Intermediate Representation (IR)
The Timber IR is the central data structure connecting front-ends to back-ends. It provides a framework-agnostic representation of tree-based models.
Structure
A TimberIR is a pipeline of stages, where each stage represents a transformation:
@dataclass
class TimberIR:
stages: list[Stage]
metadata: dict
Stage Types
TreeEnsembleStage
The core stage — an ensemble of decision trees.
@dataclass
class TreeEnsembleStage:
trees: list[Tree]
n_features: int
n_outputs: int
objective: str # "binary:logistic", "regression", "multiclass"

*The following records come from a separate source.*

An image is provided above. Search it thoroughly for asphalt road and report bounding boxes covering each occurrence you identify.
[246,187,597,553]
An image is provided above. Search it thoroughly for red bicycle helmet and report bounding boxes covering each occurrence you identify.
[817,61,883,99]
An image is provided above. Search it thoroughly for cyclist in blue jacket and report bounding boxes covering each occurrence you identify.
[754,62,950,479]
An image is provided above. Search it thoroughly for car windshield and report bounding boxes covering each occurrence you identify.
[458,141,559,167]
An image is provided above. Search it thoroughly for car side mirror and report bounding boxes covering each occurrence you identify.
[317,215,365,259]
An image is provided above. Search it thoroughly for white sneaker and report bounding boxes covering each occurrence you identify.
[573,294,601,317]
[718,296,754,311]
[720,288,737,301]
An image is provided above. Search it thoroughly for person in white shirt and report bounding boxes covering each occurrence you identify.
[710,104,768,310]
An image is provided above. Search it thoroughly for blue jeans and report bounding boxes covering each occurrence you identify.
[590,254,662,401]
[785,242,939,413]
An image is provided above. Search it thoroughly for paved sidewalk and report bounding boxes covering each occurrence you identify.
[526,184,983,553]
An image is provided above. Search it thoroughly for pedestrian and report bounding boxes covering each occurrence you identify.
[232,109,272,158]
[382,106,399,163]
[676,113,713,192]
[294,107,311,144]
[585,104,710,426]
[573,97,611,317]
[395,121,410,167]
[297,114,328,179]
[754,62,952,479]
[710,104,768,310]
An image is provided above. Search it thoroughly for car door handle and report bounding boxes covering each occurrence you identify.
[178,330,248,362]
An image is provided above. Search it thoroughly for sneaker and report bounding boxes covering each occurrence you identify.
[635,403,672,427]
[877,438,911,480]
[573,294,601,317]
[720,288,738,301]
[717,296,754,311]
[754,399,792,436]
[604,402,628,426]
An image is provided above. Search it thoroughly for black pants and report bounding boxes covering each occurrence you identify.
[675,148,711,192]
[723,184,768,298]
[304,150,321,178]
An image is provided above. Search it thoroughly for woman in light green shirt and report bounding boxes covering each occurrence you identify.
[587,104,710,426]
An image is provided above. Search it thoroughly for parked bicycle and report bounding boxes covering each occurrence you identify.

base_score: float # Bias term (in logit space for classification)
feature_names: list[str]
ScalerStage
A feature scaler (from sklearn Pipeline).
@dataclass
class ScalerStage:
means: list[float] # Per-feature means
scales: list[float] # Per-feature standard deviations
The Pipeline Fusion optimizer pass absorbs this into tree thresholds.
VotingEnsembleStage
Weighted average of multiple sub-models.
@dataclass
class VotingEnsembleStage:
sub_models: list[TimberIR]
weights: list[float]
voting: str # "soft" or "hard"
StackingEnsembleStage
Stacking with a meta-learner.
@dataclass
class StackingEnsembleStage:
base_models: list[TimberIR]
meta_model: TimberIR
passthrough: bool # Also pass original features to meta-learner
Tree Representation
Each tree is a list of nodes:
@dataclass
class TreeNode:
feature_index: int # -1 for leaf nodes
threshold: float # Split threshold
left_child: int # Index of left child
right_child: int # Index of right child
leaf_value: float # Only valid for leaf nodes
default_left: bool # Missing value direction
Trees are stored in depth-first pre-order as flat arrays, enabling iterative traversal without recursion.
Design Decisions
Why a Pipeline of Stages?
Many real-world deployments use sklearn Pipeline(StandardScaler, GradientBoosting). By representing the scaler as an explicit stage, the optimizer can fuse it into the tree thresholds, eliminating preprocessing overhead.
Why Flat Arrays?
The flat array representation maps directly to C's static const arrays, enabling zero-copy code generation. No pointer chasing, no dynamic allocation, cache-friendly layout.
Why Double-Precision Accumulation?
Tree outputs are summed in double precision before final float cast. This prevents catastrophic cancellation when many small leaf values are summed, especially in models with hundreds of trees. The generated C code uses double sum = 0.0; for accumulation.